19日午前中、ホテルで都市貧民組織「オルヌス」と情報交換した。マルコス政権時代、先住民族の居住する豊かな森林を乱開発しラワン材を大量に日本に送り出した結果、土砂崩れが止まらない山岳地域になってしまった。生活の場を失った先住民族は生活を求めて山を下り、バギオ周辺に居住地を求めたが、仕事がなく都市貧民層を形成する。昨年の大型台風で土砂崩れの被害を受け、多数の死者が出たアンタモック鉱山の低賃金労働者も先住民族が多数を占める。鉱物資源の豊かな地域で、金鉱脈に沿って一人で掘り進む「狸掘り」である。現在「狸掘り」は全面禁止になった。オルヌスは都市貧民層の生活支援をしている。

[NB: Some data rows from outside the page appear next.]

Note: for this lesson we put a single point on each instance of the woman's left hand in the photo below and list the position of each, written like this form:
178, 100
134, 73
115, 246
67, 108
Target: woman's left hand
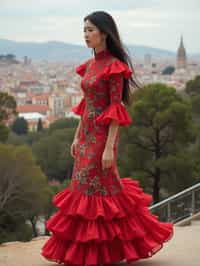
107, 158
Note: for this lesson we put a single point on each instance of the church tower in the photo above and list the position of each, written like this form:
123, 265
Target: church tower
181, 61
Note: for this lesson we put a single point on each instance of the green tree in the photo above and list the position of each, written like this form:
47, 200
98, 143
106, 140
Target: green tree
157, 140
23, 193
53, 154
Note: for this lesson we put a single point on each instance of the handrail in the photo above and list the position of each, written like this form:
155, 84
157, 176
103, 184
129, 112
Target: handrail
176, 195
182, 206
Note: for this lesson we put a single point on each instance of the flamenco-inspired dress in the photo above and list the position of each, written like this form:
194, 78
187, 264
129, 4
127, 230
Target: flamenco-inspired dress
102, 218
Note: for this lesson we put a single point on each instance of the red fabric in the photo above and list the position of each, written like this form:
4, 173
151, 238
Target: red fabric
117, 112
102, 218
79, 108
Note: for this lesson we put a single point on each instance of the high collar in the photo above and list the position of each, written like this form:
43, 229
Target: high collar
102, 54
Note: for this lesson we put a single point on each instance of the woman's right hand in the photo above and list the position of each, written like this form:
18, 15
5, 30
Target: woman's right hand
74, 147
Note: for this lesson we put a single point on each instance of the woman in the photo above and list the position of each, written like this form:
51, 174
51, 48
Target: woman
102, 218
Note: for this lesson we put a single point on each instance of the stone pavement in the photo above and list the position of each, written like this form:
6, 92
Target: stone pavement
182, 250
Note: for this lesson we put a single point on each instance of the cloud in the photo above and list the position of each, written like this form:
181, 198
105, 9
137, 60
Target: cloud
148, 22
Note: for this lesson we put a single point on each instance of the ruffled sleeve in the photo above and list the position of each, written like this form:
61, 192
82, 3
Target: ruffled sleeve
81, 69
115, 74
79, 108
116, 67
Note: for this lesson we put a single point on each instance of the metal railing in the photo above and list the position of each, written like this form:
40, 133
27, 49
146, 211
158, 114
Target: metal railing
178, 206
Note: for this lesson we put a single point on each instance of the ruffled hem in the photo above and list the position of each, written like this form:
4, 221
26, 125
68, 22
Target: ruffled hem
116, 67
89, 230
115, 111
79, 108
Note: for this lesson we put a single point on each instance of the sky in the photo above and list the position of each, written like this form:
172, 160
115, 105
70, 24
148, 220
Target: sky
154, 23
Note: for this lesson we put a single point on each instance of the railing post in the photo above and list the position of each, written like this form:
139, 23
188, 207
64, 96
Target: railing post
193, 201
169, 211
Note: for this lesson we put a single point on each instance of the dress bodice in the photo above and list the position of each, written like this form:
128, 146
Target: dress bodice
102, 85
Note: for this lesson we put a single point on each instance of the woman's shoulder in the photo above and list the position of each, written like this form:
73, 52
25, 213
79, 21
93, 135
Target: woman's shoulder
82, 67
115, 66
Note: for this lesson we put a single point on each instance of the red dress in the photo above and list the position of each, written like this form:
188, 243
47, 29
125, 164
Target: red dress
102, 218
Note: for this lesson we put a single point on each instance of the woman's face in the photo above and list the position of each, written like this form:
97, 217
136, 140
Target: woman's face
93, 37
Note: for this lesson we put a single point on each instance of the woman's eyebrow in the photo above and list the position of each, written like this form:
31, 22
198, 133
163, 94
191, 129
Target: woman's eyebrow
88, 27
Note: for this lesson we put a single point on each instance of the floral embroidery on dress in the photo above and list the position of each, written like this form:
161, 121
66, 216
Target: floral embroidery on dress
100, 92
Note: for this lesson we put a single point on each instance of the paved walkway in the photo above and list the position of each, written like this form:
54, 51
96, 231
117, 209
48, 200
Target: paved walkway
182, 250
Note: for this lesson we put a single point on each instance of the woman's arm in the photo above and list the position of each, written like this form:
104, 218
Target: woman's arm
112, 133
77, 132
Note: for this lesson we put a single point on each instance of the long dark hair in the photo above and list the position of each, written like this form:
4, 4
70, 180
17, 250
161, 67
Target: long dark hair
106, 24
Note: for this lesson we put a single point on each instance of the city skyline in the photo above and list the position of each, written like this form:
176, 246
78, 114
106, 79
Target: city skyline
148, 23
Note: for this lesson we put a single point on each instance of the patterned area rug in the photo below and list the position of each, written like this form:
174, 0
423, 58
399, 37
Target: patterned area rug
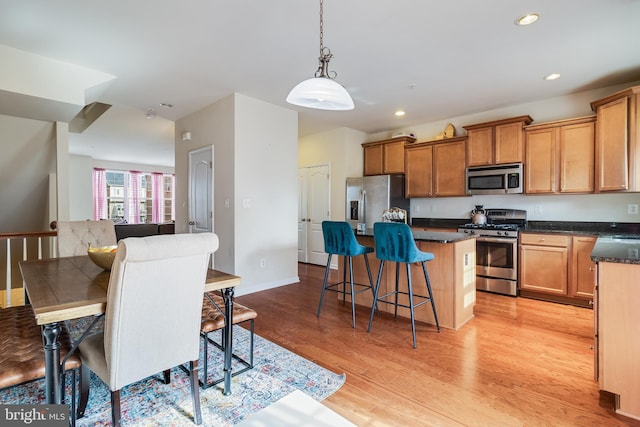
276, 373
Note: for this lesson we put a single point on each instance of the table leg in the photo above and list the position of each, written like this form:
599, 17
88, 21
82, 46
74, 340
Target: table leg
228, 339
52, 376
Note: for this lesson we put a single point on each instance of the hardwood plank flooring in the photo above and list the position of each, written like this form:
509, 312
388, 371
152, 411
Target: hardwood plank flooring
518, 362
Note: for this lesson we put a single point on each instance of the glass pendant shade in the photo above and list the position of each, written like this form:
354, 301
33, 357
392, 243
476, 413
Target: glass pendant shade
321, 93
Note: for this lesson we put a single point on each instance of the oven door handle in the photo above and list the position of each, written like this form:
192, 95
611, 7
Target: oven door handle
496, 239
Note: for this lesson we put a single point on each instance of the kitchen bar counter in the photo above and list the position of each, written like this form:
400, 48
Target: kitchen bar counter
452, 274
581, 227
617, 249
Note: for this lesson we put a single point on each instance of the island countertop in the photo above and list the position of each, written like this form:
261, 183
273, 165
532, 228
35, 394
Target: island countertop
617, 249
429, 236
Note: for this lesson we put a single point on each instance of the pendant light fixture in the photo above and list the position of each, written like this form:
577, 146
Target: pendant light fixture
321, 91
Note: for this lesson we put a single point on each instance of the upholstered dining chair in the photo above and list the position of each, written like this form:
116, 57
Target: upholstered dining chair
74, 237
150, 275
339, 239
394, 242
22, 357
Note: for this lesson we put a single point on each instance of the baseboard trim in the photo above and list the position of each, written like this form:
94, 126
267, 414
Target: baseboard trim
250, 289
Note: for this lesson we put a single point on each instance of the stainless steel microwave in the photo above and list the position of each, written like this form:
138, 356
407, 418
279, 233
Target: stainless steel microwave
496, 179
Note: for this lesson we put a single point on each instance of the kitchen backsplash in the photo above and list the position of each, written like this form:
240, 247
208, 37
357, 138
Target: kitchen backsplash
582, 207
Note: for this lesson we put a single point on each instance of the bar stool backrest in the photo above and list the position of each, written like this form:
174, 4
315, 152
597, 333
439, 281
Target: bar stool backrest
394, 242
339, 239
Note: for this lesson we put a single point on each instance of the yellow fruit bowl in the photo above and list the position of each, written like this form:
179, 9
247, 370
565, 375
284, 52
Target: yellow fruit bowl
102, 256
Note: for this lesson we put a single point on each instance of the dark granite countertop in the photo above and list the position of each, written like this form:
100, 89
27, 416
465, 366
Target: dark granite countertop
617, 249
579, 227
429, 236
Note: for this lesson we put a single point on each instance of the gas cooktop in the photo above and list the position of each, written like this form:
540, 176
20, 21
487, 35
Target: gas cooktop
500, 223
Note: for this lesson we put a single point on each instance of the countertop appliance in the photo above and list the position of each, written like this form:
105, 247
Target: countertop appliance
369, 196
496, 179
497, 250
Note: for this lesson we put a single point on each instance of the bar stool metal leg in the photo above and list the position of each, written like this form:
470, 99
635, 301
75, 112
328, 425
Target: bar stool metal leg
433, 304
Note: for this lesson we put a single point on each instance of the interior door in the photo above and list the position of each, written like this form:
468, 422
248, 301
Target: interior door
314, 188
302, 215
201, 190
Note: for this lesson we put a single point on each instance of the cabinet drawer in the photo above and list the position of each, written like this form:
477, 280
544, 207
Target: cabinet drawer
544, 239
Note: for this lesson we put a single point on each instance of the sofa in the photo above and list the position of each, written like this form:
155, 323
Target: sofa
143, 230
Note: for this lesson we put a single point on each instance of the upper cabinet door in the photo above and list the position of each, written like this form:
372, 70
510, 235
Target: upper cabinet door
509, 143
480, 147
497, 142
373, 159
393, 158
612, 153
577, 157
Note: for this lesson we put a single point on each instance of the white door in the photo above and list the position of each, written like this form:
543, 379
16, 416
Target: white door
201, 190
314, 207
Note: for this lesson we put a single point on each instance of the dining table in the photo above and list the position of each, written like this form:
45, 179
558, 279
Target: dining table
62, 289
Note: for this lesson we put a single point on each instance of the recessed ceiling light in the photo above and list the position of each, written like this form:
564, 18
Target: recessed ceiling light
527, 19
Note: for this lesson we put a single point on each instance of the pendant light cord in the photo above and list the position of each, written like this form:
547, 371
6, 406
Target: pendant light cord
325, 52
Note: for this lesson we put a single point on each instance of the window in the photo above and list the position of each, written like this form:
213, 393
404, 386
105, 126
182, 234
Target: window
134, 197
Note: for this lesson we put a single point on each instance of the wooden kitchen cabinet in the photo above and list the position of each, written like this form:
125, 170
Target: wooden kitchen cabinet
617, 338
418, 176
559, 156
557, 267
583, 271
497, 142
544, 263
436, 168
618, 141
385, 157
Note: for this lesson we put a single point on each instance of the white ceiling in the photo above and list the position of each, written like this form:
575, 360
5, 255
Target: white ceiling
435, 60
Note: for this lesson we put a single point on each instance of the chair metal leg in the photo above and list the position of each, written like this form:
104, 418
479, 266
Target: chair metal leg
411, 305
366, 263
324, 283
395, 310
433, 304
84, 390
375, 295
353, 293
115, 408
195, 392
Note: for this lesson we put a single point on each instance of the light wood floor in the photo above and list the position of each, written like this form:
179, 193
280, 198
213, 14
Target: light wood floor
519, 362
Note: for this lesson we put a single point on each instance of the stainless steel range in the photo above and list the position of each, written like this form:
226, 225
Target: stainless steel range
497, 250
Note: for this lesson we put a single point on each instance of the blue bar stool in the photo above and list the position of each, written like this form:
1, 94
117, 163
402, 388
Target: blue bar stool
340, 240
394, 242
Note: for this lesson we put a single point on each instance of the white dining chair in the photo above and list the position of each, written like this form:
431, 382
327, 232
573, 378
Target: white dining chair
152, 319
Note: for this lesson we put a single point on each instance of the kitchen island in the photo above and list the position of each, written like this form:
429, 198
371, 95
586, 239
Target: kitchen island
452, 274
617, 341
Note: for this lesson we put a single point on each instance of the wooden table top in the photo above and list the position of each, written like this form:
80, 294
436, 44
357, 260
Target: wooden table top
71, 287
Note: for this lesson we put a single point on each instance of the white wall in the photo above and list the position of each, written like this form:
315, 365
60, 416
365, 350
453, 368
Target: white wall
28, 157
80, 188
255, 160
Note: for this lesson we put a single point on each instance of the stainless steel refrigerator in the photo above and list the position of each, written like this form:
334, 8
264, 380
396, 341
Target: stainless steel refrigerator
369, 196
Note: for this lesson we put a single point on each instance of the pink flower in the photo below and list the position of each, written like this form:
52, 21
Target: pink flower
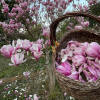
64, 68
7, 50
36, 47
73, 44
78, 60
79, 51
1, 81
92, 71
40, 41
19, 44
35, 97
17, 59
46, 32
74, 75
26, 74
78, 27
26, 44
85, 24
37, 54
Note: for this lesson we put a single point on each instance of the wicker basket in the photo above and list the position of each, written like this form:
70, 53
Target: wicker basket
79, 90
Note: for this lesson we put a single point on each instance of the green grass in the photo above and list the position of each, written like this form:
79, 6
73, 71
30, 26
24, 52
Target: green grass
33, 84
10, 71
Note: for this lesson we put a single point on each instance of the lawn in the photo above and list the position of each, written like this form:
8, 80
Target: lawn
16, 87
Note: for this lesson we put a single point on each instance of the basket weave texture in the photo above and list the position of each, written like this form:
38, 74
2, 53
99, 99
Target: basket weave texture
77, 89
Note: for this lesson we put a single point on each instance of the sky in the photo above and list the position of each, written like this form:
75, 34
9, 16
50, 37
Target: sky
82, 2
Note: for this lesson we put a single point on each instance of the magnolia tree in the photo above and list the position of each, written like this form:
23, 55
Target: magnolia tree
27, 14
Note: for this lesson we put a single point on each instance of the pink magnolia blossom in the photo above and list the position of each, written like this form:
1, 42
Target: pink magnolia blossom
26, 74
78, 60
46, 32
26, 44
17, 59
93, 50
79, 51
40, 41
7, 50
36, 47
78, 27
35, 97
73, 44
74, 75
37, 54
19, 44
64, 68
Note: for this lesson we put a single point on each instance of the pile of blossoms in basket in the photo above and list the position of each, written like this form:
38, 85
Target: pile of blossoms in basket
22, 48
80, 61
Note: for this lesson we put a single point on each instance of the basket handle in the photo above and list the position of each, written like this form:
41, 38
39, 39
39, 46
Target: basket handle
54, 24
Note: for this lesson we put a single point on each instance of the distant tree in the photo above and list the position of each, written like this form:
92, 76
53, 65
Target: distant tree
94, 9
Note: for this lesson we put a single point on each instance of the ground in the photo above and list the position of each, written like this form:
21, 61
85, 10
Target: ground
16, 87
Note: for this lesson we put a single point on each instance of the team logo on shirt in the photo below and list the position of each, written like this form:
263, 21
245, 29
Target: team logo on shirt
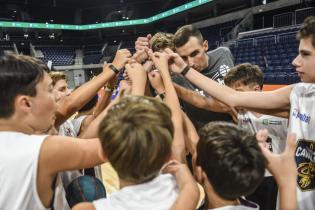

この日はバギオ市当局と高齢者の年金給付増額の交渉に向かった。午後、私たちはバギオからさらにベンゲット州の山岳地域に向かう。1990年に初めて訪れた頃は、雨季がくれば細い山道はたちまち土砂崩れが起き、道は流されて村は孤立した。第2次大戦にルソン島を侵略した日本軍が山岳地域を行軍するために建設した道路だ。「山下(将軍の名前)道路」と呼ぶ。兵士は大多数が餓死した。ハルセマ・ハイウェイからの入り口に日本兵の死を悼む小さな慰霊碑がある。しばらく行くと日本のODA(政府開発援助)で建設された2車線のコンクリート舗装道路になる。道路は完成したが、山肌はもろい土砂で覆われているので、山を削って道路を拡幅すれば、雨でたちまち崩れ、車線をふさぐ。ずさんな開発援助を目の当たりにする。それでも道路ができ、山の旅は快適になった。